Esta práctica de EIS fue realizada en el Liceo de Soca, Canelones, con estudiantes de entre 12 y 16 años. Los muñecos de crochet sirven de disparadores para la elaboración de propuestas creativas desde tres unidades curriculares: desde Comunicación y Sociedad, las y los adolescentes elaboraron guiones teatrales donde los muñecos protagonizaban situaciones cotidianas vinculadas a adolescencia, identidad, diversidad y vínculos; desde Matemática, realizaron encuestas y procesamiento de datos sobre las temáticas; y, desde Biología, desarrollaron fichas informativas y lúdicas sobre anatomía, cambios en la pubertad y ruptura de estereotipos.

La publicación resalta el “carácter innovador” de la propuesta al “revalorizar juguetes tradicionales desde un enfoque educativo que rompe estereotipos de género y belleza, naturaliza el abordaje de la sexualidad y genera aprendizajes significativos mediante metodologías activas y lúdicas”.

“Seguro que sí”: concurso de spots para la promoción del uso responsable de preservativos

Estudiantes de 12 a 17 años de instituciones educativas formales y no formales, públicas y privadas de Trinidad, Flores, fueron convocados a participar de un concurso de spots publicitarios de hasta 90 segundos para promocionar el uso responsable de preservativos. Las referentes de educación sexual del Liceo 1 y el Liceo 2 de esa ciudad, Andrea Iturburúa y Luciana Urbeltz, fueron las coordinadoras de esta propuesta que incluyó talleres preparatorios sobre usos teóricos y prácticos de preservativos externos, internos y campos de látex desde una perspectiva de género y diversidad.

Como resultado de la práctica, se identificó “la naturalización del diálogo sobre preservativos, la desmitificación de ideas erróneas, la producción de recursos audiovisuales para futuras intervenciones, y la incorporación de actores comunitarios”.

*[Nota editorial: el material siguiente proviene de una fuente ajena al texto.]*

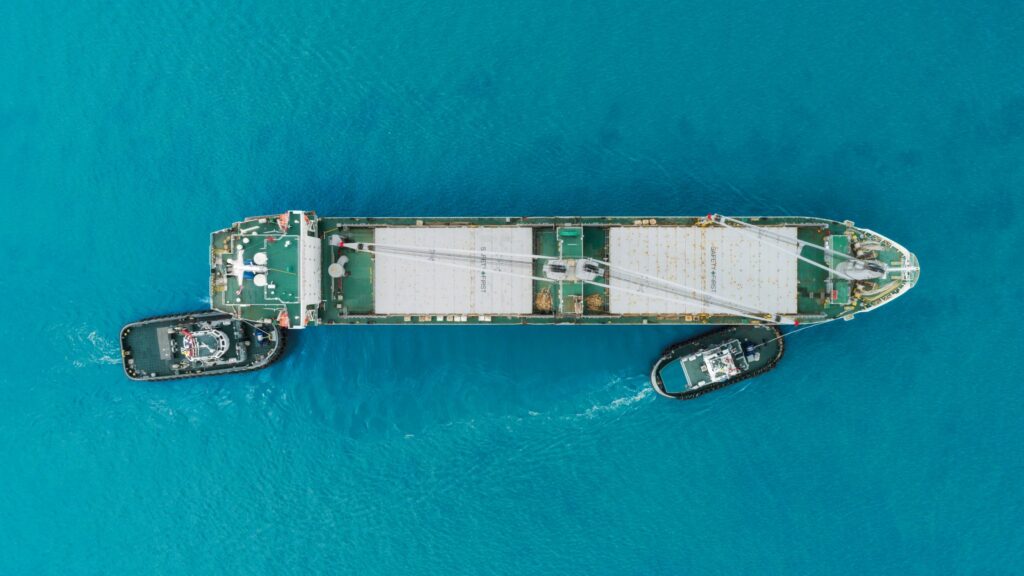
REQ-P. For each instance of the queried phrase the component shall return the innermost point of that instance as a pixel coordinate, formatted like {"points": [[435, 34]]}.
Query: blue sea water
{"points": [[130, 129]]}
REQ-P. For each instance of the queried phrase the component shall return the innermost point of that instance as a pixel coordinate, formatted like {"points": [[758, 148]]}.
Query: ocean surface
{"points": [[130, 129]]}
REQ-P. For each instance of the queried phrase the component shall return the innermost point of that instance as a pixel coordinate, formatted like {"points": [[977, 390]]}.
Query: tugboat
{"points": [[200, 343], [716, 360]]}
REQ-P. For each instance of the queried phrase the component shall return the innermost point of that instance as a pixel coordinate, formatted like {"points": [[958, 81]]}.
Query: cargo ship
{"points": [[297, 270], [199, 343], [714, 361]]}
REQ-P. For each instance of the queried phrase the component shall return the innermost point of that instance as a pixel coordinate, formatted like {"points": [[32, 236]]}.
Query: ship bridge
{"points": [[268, 269]]}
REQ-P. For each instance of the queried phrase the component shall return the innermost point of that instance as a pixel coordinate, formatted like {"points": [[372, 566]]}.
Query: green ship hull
{"points": [[297, 270]]}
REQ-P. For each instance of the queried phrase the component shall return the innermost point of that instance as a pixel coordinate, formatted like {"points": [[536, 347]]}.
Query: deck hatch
{"points": [[445, 286]]}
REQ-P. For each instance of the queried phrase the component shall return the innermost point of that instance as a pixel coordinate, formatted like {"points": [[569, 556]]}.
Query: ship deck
{"points": [[421, 288], [351, 299]]}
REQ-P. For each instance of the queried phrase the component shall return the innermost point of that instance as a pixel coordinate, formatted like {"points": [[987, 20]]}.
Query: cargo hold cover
{"points": [[414, 285], [726, 262]]}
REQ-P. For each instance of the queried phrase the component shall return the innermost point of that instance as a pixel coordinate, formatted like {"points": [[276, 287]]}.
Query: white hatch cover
{"points": [[414, 285], [729, 263]]}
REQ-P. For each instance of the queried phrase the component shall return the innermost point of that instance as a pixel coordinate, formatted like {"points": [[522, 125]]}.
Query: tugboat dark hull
{"points": [[681, 364], [199, 343]]}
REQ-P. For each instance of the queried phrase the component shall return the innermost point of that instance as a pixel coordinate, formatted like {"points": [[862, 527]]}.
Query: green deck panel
{"points": [[357, 285], [570, 242], [810, 279], [545, 244], [595, 243]]}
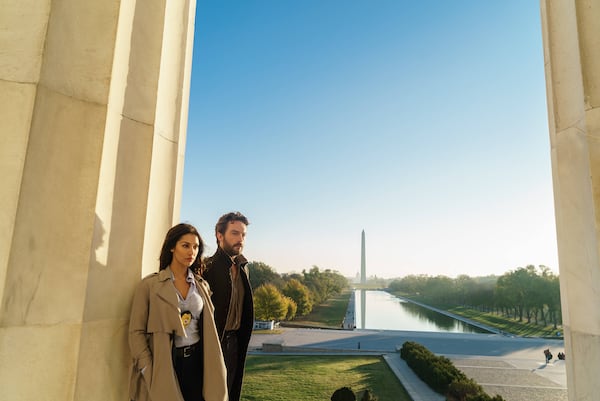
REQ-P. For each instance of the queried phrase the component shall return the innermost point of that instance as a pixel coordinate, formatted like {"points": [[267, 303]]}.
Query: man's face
{"points": [[232, 241]]}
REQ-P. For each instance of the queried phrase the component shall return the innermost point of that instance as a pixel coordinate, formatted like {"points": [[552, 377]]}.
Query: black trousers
{"points": [[189, 368], [230, 348]]}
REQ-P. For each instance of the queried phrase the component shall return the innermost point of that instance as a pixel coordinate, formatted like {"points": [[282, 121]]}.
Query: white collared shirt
{"points": [[190, 310]]}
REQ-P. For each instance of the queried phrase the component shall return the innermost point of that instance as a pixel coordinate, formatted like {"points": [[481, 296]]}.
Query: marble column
{"points": [[571, 34], [93, 104]]}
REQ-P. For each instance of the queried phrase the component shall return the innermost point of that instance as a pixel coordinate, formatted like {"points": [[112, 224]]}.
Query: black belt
{"points": [[229, 333], [187, 351]]}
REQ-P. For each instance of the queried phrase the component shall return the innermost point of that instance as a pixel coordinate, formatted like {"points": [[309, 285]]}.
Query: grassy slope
{"points": [[312, 378]]}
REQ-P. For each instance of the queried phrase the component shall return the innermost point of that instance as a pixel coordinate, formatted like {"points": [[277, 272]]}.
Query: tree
{"points": [[291, 308], [269, 304], [300, 294], [261, 273]]}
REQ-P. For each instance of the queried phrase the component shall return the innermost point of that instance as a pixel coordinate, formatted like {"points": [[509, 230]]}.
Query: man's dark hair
{"points": [[227, 218], [343, 394]]}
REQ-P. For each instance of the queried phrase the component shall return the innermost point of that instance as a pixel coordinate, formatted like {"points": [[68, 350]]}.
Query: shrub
{"points": [[441, 375]]}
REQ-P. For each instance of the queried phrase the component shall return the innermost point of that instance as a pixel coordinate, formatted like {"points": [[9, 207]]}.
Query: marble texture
{"points": [[571, 37], [93, 99]]}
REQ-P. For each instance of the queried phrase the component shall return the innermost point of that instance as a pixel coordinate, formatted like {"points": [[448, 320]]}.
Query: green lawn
{"points": [[312, 378], [329, 314]]}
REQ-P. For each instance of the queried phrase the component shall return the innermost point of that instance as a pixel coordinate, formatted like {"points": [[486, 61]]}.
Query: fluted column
{"points": [[93, 99], [571, 34]]}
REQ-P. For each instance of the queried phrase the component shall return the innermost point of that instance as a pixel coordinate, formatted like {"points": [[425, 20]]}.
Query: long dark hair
{"points": [[173, 235]]}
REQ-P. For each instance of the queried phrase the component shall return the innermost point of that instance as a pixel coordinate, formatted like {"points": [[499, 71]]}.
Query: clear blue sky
{"points": [[423, 123]]}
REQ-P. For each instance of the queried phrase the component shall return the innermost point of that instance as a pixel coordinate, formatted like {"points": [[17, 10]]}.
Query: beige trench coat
{"points": [[155, 316]]}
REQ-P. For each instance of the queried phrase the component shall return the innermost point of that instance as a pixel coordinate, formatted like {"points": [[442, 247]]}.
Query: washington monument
{"points": [[363, 260]]}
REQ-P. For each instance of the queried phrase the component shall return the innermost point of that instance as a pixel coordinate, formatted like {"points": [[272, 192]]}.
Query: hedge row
{"points": [[441, 374]]}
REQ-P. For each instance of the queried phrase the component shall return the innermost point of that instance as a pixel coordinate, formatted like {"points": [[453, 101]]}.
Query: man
{"points": [[227, 274]]}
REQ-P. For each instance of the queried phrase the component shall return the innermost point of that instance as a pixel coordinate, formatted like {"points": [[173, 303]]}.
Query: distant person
{"points": [[227, 273], [343, 394], [172, 335], [548, 355]]}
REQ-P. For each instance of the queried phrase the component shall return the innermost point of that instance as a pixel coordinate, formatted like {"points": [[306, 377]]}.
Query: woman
{"points": [[172, 334]]}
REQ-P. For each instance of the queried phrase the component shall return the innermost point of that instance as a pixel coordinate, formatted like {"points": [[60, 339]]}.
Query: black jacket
{"points": [[216, 272]]}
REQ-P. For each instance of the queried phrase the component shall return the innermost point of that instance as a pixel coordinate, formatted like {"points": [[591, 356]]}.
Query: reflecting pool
{"points": [[380, 310]]}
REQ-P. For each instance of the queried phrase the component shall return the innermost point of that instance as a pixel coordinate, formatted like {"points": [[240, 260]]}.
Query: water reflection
{"points": [[382, 311]]}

“Violentómetro”: herramienta participativa para la prevención de violencias

Este proyecto estuvo dirigido a adolescentes de entre 12 y 18 años de cinco liceos públicos de Montevideo, con la propuesta de implementar el “Violentómetro”, una herramienta facilitada por la Facultad de Psicología que permite identificar, medir y reflexionar sobre diferentes manifestaciones de violencia en la vida cotidiana.

La práctica se desarrolló a través de tres modalidades, coordinadas por referentes de sexualidad en colaboración con equipos multidisciplinarios y docentes: talleres sobre vínculos de noviazgo que analizan situaciones para reconocer manifestaciones de violencia naturalizadas; carteleras interactivas en espacios comunes; y jornadas de sensibilización sobre resolución pacífica de conflictos.

Los talleres finalizan con la construcción colectiva del violentómetro en formato cartelera con los colores del semáforo: verde para clasificar los vínculos saludables, naranja para aquellos donde hay alertas y rojo para vínculos no saludables.

En la publicación se señala que “el violentómetro funcionó como punto de partida efectivo para iniciar conversaciones sobre violencia de género y reflexionar sobre las acciones cotidianas de estudiantes, generando un espacio de análisis que antes no existía sistemáticamente en las instituciones”.